KC paused. “Not like him.”

Michael looked at KC, his heart skipping as he saw her eyes. She was truly afraid of this man, this teacher of the illicit, clandestine arts who had betrayed her in the worst sense. He saw her pain for her kidnapped sister, fearing for her life.

“KC,” Michael said softly, “he thinks it’s only you. He has no idea who I am, who Busch is, and even less idea that I could steal this chart right out from under his nose.”

“He may have stolen the chart already.”

“He was here a few hours ago, he’s dealing with tucking away Simon and your sister. If he could just go in and grab it, he wouldn’t have warned you off so forcefully.”

“Michael, if we steal it, he’ll kill her; I don’t know if I can take that chance,” KC said.

“KC, think about it. Is it the only copy, the only means of finding what they’re looking for?”

KC nodded. “Simon said it’s the only one.”

“That’s why we have to get it before he does. That chart is everything; it’s your leverage. They won’t risk losing it. I promise you, Cindy’s not going to die if you have the chart, you know that and I know that. Which means we have no time to waste. If he’s as good a thief as you say, he’s already planned everything. And if he has, I’ve got to get to it before he does.”

“What are you saying, Michael?”

“I’ll steal the map,” Michael said as he sat up a little straighter.

“Why did I know you were going to say that?” Busch leaned back in his chair.

“I can’t let you do that,” KC said with pain in her voice.

“Yeah, KC, you can, but you’re going to have to get the rod on your own at the same time; can you do that?”

“You don’t understand what he will do to her. He’ll make her suffer—”

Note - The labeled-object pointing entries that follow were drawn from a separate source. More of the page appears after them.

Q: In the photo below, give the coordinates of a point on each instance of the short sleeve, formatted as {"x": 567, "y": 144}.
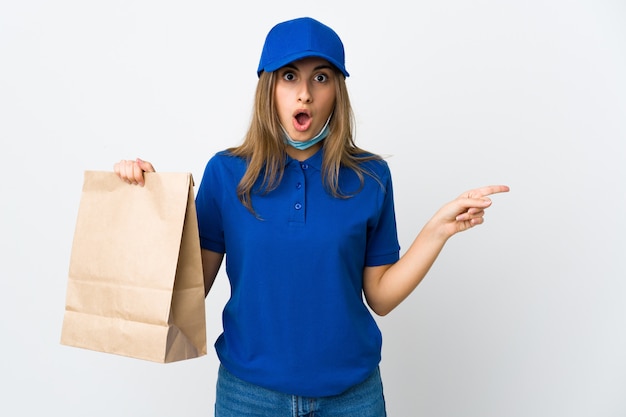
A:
{"x": 382, "y": 241}
{"x": 209, "y": 209}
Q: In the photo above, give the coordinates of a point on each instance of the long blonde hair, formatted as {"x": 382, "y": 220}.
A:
{"x": 264, "y": 148}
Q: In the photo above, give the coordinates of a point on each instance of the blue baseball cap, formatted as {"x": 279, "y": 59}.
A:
{"x": 301, "y": 38}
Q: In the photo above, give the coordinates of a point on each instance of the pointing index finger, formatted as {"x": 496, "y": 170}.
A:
{"x": 488, "y": 190}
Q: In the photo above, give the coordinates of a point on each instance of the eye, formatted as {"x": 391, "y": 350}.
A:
{"x": 321, "y": 78}
{"x": 289, "y": 76}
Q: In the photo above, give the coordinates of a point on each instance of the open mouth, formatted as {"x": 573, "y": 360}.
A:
{"x": 301, "y": 121}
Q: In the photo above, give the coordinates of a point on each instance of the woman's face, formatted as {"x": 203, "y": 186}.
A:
{"x": 305, "y": 96}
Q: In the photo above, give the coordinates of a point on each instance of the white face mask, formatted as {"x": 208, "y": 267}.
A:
{"x": 308, "y": 143}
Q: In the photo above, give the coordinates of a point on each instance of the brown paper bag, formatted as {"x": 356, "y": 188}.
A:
{"x": 135, "y": 285}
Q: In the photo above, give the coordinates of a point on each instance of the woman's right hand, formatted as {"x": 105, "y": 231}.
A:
{"x": 132, "y": 171}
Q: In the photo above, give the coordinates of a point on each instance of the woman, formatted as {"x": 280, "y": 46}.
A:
{"x": 307, "y": 221}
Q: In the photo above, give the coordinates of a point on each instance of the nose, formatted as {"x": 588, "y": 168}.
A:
{"x": 304, "y": 95}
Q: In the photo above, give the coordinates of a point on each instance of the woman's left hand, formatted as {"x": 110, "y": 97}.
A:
{"x": 466, "y": 211}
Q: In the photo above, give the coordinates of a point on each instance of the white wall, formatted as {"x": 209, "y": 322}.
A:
{"x": 524, "y": 316}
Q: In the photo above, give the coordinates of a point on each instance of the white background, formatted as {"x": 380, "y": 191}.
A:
{"x": 523, "y": 316}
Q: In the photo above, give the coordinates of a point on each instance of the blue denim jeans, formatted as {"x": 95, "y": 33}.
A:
{"x": 237, "y": 398}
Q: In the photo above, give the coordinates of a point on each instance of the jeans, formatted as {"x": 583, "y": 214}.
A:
{"x": 237, "y": 398}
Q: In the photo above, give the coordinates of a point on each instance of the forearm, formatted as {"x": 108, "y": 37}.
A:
{"x": 386, "y": 288}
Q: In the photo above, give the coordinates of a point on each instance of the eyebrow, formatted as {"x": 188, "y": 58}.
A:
{"x": 319, "y": 67}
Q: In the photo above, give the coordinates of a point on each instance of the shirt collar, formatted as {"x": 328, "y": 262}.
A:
{"x": 315, "y": 161}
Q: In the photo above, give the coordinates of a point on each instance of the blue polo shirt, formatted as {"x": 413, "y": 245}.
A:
{"x": 296, "y": 321}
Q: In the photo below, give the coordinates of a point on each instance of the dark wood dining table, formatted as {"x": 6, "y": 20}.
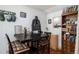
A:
{"x": 30, "y": 38}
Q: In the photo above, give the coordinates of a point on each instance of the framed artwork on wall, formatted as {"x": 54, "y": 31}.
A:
{"x": 23, "y": 14}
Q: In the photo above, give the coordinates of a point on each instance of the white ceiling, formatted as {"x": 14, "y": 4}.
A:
{"x": 49, "y": 8}
{"x": 42, "y": 7}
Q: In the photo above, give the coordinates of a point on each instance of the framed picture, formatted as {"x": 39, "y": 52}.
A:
{"x": 23, "y": 14}
{"x": 49, "y": 21}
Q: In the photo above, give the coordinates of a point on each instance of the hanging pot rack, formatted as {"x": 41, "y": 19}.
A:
{"x": 7, "y": 12}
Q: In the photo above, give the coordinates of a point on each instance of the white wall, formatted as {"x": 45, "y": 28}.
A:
{"x": 8, "y": 27}
{"x": 56, "y": 31}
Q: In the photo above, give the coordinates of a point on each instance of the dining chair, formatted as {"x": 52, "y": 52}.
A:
{"x": 10, "y": 45}
{"x": 16, "y": 47}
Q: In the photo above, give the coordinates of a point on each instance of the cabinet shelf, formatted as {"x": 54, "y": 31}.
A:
{"x": 70, "y": 13}
{"x": 69, "y": 26}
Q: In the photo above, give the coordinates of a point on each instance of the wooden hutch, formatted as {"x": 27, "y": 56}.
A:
{"x": 69, "y": 29}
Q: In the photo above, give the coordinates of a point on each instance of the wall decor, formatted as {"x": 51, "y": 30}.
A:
{"x": 23, "y": 14}
{"x": 57, "y": 22}
{"x": 49, "y": 21}
{"x": 7, "y": 15}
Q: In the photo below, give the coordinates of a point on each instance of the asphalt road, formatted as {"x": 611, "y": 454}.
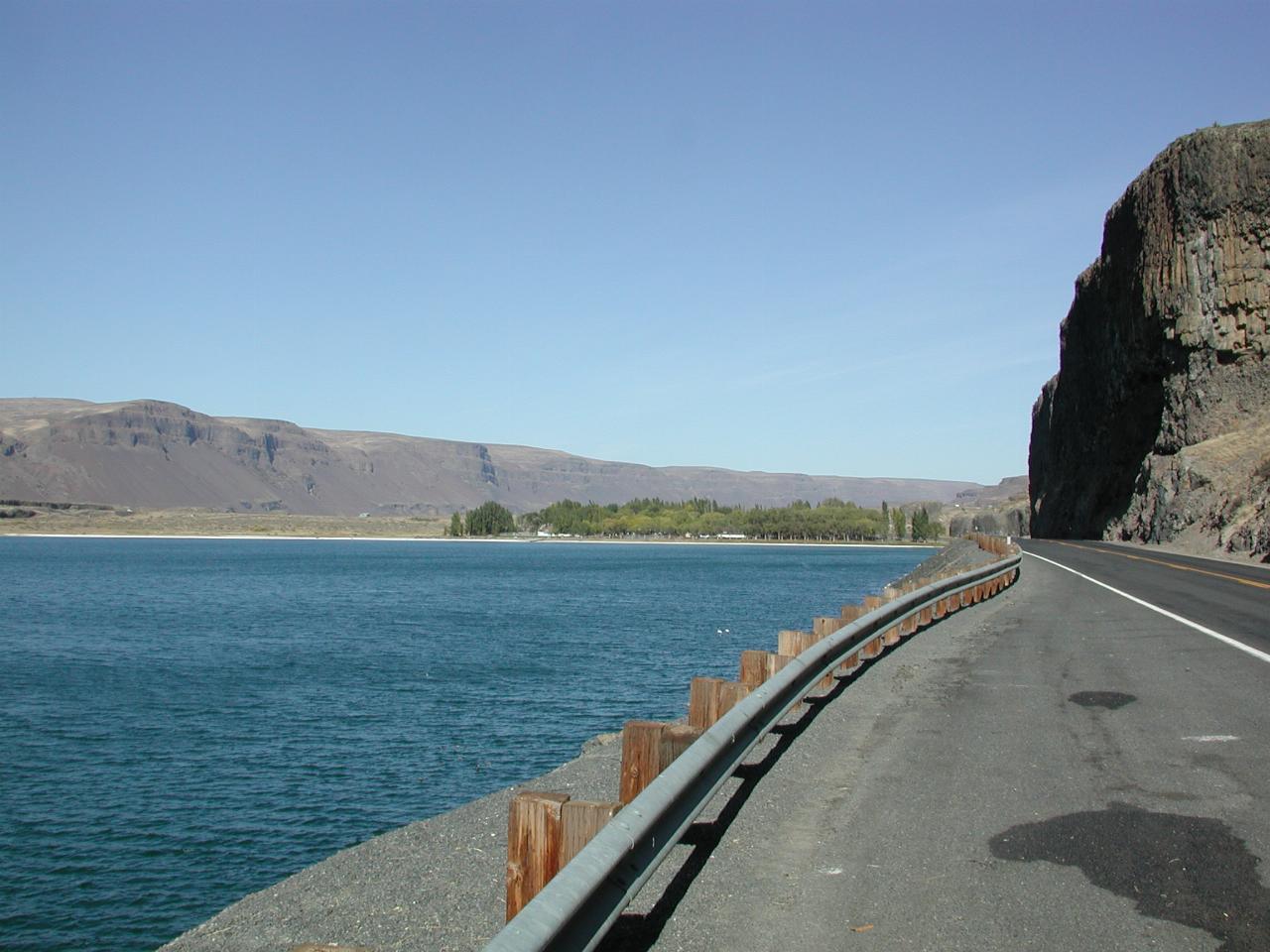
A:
{"x": 1058, "y": 769}
{"x": 1229, "y": 598}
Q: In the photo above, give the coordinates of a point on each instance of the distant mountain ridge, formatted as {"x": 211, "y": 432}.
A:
{"x": 157, "y": 454}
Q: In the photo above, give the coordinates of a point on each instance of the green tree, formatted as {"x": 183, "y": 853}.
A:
{"x": 924, "y": 527}
{"x": 489, "y": 520}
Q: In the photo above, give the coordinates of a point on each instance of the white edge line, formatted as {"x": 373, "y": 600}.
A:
{"x": 1219, "y": 636}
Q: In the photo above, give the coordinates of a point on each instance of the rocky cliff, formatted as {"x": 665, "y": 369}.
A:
{"x": 1157, "y": 425}
{"x": 154, "y": 454}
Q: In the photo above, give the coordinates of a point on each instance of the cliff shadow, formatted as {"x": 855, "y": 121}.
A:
{"x": 1188, "y": 870}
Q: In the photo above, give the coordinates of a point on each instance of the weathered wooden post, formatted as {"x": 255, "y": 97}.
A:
{"x": 851, "y": 612}
{"x": 579, "y": 821}
{"x": 757, "y": 666}
{"x": 676, "y": 739}
{"x": 642, "y": 757}
{"x": 710, "y": 698}
{"x": 648, "y": 748}
{"x": 825, "y": 625}
{"x": 532, "y": 846}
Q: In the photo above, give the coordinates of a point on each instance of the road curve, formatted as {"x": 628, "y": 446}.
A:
{"x": 1057, "y": 769}
{"x": 1224, "y": 597}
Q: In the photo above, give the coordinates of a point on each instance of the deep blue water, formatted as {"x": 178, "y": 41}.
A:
{"x": 186, "y": 721}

Michael slowly put his hands up.

“As hard as this sounds, I need you to put your sister out of your mind. Same goes for Simon. They’re both alive, we know that. If we dwell on them, we’ll all lose focus and end up dead.”

KC took a deep breath and nodded. “Fine, but I call the shots.”

“Not a chance,” Michael shot back.

“It’s my sister.”

“That’s right,” Michael said. “My head is clearer on this.”

“You’ve been out of the game too long,” KC argued.

“Actually, that’s not entirely true,” Busch interjected.

“I thought you—you said you bowed out of this stuff years ago.”

“He said that?” Busch cut in, stifling a laugh.

“Look, we’ll work as a team.” Michael said. “Leave it at that. You get the rod, I’ll get the chart.”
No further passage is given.